In [None]:
import numpy as np
import pandas as pd
from matplotlib import pyplot as plt

from datetime import date
from datetime import datetime
import calendar
import os
import re


from scipy import stats
from sklearn.neighbors import KernelDensity
import matplotlib.colors as mcolors
from matplotlib.animation import FuncAnimation, PillowWriter

import seaborn as sns
from pathlib import Path
from tqdm import tqdm_notebook, trange, tqdm
from PIL import Image, ImageDraw
import io
import random as r

from matplotlib.widgets import Slider, Button, RadioButtons
from __future__ import print_function
from ipywidgets import interact, interactive, fixed, interact_manual
import ipywidgets as widgets

from sklearn.ensemble import RandomForestClassifier
from sklearn.tree import DecisionTreeClassifier
from sklearn import preprocessing
# For downsampling
from sklearn.utils import resample,shuffle

from operator import itemgetter

np.random.seed(2021)

In [None]:
df_companies = pd.read_csv("./companies.csv")
df_payments = pd.read_csv("./payments.csv")
df_physicians = pd.read_csv("./physicians.csv")

In [None]:
df_companies.rename({"State":"State_Comp","Country":"Country_Comp"}, axis='columns', inplace=True)
df_physicians.rename({"State":"State_Phys","Country":"Country_Phys"}, axis='columns', inplace=True)
pd.set_option('display.max_columns', None)

In [None]:
def ownInterest(id):
    if(df_payments.query('Physician_ID==@id and Ownership_Indicator=="Yes"').shape[0]>0):
        return 1
    else:
        return 0
    
df_physicians['Ownership_Interest']=df_physicians['id'].apply(ownInterest)

In [None]:
#drop Ownership Indicators=yes records
df_scrap=df_payments.query('Ownership_Indicator=="Yes"', engine='python')
df_payments=pd.concat([df_payments, df_scrap]).drop_duplicates(keep=False)

In [None]:
#Feature Engineering
def total_pay(phys_id):
    return df_payments.query('Physician_ID==@phys_id').Total_Amount_of_Payment_USDollars.sum()
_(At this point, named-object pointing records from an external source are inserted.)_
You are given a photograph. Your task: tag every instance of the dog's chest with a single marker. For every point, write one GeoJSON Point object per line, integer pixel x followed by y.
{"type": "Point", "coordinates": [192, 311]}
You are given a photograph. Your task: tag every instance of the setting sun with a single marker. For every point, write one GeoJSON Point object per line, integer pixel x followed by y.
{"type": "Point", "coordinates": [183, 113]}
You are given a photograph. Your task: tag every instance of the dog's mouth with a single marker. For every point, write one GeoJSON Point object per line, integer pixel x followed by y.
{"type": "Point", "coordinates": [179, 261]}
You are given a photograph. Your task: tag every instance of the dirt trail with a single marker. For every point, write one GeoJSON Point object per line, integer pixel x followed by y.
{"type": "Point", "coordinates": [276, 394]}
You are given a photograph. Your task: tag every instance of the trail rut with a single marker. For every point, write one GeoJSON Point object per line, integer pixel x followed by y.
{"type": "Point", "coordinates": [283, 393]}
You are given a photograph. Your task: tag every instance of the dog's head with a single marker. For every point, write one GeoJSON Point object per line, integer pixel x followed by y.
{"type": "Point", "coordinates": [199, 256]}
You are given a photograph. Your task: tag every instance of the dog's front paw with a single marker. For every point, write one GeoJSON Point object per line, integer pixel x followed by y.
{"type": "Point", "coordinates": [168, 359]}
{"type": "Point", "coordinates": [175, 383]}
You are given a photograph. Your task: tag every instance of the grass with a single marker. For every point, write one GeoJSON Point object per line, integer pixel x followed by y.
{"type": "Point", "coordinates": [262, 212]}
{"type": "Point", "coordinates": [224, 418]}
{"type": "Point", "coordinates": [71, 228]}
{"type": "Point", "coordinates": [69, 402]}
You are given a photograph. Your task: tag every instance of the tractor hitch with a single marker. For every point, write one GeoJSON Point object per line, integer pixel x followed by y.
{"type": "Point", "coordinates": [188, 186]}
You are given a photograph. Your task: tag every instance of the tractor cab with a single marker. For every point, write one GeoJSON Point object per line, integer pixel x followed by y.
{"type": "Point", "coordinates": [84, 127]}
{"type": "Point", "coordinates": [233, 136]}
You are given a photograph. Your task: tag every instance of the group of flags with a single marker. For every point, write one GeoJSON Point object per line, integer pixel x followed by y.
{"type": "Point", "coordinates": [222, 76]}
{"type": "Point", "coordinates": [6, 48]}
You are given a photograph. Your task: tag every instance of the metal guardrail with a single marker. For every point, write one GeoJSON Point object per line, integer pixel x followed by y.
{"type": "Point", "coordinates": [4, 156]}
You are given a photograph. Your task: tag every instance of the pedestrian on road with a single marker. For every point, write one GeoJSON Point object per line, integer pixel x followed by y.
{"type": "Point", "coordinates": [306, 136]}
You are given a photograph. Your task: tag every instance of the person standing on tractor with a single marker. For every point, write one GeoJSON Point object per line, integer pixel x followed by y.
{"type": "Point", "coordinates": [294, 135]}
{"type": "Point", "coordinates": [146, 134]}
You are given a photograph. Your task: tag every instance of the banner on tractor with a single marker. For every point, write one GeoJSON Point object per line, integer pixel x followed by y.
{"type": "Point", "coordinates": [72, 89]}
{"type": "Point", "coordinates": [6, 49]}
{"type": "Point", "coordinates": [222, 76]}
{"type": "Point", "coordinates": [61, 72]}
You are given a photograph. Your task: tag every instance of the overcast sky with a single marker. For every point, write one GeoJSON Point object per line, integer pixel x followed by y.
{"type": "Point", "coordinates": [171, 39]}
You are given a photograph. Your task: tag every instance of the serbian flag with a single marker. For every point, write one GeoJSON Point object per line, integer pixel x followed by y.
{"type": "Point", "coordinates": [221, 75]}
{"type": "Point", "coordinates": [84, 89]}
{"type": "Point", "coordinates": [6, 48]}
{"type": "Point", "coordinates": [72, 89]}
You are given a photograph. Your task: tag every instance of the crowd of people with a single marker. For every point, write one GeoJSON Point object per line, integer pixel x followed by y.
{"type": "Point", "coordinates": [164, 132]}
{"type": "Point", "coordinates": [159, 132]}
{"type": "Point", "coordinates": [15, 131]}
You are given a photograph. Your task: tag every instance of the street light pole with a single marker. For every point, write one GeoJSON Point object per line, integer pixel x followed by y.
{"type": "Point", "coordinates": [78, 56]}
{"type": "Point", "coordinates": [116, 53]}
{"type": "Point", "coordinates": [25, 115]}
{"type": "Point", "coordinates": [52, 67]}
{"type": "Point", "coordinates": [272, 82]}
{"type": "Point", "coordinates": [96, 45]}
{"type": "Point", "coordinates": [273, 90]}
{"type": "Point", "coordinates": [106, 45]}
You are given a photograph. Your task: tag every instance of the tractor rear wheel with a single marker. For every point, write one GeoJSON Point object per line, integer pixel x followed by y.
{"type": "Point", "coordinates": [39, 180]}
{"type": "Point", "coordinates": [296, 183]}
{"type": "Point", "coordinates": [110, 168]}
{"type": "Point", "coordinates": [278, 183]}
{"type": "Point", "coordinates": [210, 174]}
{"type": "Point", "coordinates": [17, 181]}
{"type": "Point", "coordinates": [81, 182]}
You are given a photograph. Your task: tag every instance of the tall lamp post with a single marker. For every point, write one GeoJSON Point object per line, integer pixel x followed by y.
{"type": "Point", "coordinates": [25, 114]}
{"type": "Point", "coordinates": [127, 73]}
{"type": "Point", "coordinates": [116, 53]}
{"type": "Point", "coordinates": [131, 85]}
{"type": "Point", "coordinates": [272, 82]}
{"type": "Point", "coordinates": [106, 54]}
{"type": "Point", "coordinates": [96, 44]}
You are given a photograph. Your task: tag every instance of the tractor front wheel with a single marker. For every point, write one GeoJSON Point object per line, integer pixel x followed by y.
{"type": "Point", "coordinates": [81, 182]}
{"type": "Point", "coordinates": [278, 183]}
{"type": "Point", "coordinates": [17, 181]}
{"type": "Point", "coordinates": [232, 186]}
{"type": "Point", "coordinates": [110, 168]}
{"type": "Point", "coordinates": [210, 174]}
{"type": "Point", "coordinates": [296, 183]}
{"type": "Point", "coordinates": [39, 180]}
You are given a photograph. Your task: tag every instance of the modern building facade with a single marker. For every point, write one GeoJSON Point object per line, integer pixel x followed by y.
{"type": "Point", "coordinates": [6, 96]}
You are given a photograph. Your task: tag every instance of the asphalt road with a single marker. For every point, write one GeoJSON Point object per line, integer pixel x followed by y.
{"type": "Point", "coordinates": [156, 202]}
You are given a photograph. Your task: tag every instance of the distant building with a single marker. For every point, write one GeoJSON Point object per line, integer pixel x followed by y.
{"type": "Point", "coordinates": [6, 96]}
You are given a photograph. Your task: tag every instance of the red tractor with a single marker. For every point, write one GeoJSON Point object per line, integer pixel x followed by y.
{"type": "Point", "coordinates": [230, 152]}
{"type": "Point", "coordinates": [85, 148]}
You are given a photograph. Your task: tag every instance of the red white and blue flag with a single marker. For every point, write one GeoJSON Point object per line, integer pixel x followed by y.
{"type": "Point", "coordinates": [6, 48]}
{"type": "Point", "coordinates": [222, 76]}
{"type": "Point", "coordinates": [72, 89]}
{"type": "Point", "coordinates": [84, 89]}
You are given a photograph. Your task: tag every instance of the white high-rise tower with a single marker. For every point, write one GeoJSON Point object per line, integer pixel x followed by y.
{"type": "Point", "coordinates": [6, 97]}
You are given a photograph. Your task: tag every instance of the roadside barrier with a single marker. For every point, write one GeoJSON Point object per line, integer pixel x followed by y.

df_physicians['Total_Payments']=df_physicians['id'].apply(total_pay)

def sum_num_pay(phys_id):
    return df_payments.query('Physician_ID==@phys_id').Number_of_Payments.sum()

df_physicians['Total_Num_Payments']=df_physicians['id'].apply(sum_num_pay)

df_physicians['Value_by_Num']=df_physicians['Total_Payments']/df_physicians['Total_Num_Payments']

def num_tran(phys_id):
    return df_payments.query('Physician_ID==@phys_id').shape[0]

df_physicians['Number_Transaction']=df_physicians['id'].apply(num_tran)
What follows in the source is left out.